Impacts from west to east
In Morocco, Cherkauoi says climate change has exacerbated the drying of wetlands — more than 80% in the Middle Atlas are completely dry — caused largely by the misuse and overexploitation of water for intensive agriculture. While migratory birds can seek water, food and shelter elsewhere, species that cannot fly, like otters and freshwater fish, cannot, and their populations are shrinking. “Wetland-dependent biodiversity is very vulnerable to climate change,” he says.
In southern Iraq, the once vast marshlands, previously one of the most important waterfowl areas in MENA, have also dried up. Drought and extreme temperatures that scientists link to climate change have intensified shortages caused by decades of water mismanagement and reduced river flows due to upstream dams, leading to the marshlands’ desiccation. Scientists say this could lead to the global extinction of the endemic smooth-coated otter, and the local extirpation of birds like the sacred ibis, pygmy cormorant and goliath heron. The drying of the marshlands is also thought to have reduced the number of migratory and wintering birds.
In Morocco, birds that previously never lived above 2,000 metres, like the African crimson-winged finch and white-throated dipper, can now be found as high 3,000 metres. Changes are being seen in vegetation too.
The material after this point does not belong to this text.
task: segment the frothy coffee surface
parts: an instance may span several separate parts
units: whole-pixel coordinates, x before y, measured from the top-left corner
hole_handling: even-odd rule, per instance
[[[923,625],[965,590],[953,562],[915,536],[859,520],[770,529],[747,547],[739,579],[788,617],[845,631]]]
Atlas cedars, native to Morocco and Algeria, are trying to shift to higher altitudes, a form of adaptation to drought and higher temperatures.
In the mountains of northern Iraq’s Kurdistan Region, there is mounting evidence of the impacts of drought and climate change on biodiversity, says Korsh Ararat, assistant lecturer in biology at the University of Sulaimani in the Kurdistan Region of north-eastern Iraq. “Mammals and birds are searching for water, especially during the summer,” he says. Ararat was recently involved in collecting data for a forthcoming research paper on how climate change will impact Persian leopard distribution in the Kurdistan Region. Other studies have shown leopards have moved further up mountains to escape hotter temperatures.
More efforts needed
Overall, Ararat says not enough research is being done locally on how climate change is impacting biodiversity. “We need to collect more data and do more research on how we can prevent the impacts of climate change on mammals and avian species in the Kurdistan region.”
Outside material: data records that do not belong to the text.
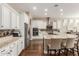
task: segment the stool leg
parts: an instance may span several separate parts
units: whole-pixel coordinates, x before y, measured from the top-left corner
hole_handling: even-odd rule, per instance
[[[58,55],[60,56],[60,49],[59,49],[59,53],[58,53]]]

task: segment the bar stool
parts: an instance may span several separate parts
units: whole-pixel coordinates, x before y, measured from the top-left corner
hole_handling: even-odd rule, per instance
[[[68,55],[68,52],[69,50],[72,50],[73,51],[73,55],[74,55],[74,42],[75,42],[75,39],[67,39],[67,42],[66,42],[66,55]]]
[[[55,51],[55,55],[56,52],[58,51],[58,55],[60,55],[60,51],[61,51],[61,42],[62,39],[51,39],[51,43],[48,43],[47,45],[47,51],[48,51],[48,55],[51,55],[51,51]]]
El-Shaer blames the lack of biodiversity-related research on the region’s political conflicts, wars, economic woes and poverty. “Countries are focusing on human needs and fighting poverty,” he says.
The IUCN Red List, the most comprehensive inventory of species’ conservation status worldwide, contains some data for all MENA countries. But El-Shaer says the number of regional species evaluated by the Red List programme is not enough, and more research is needed regionally on ecosystem services and restoration.
Cherkaoui says it’s important to investigate solutions and adaptation measures that could increase the resilience of ecosystems, given biodiversity’s potential to reduce the negative impacts of climate change.
For countries like Iraq, it will first be necessary to get more students interested in pursuing the fields of biology, ecology and conservation to improve environmental research capacity. “Since I started teaching, I always tell my students there are great opportunities for careers and research in environmental sciences,” says Ararat.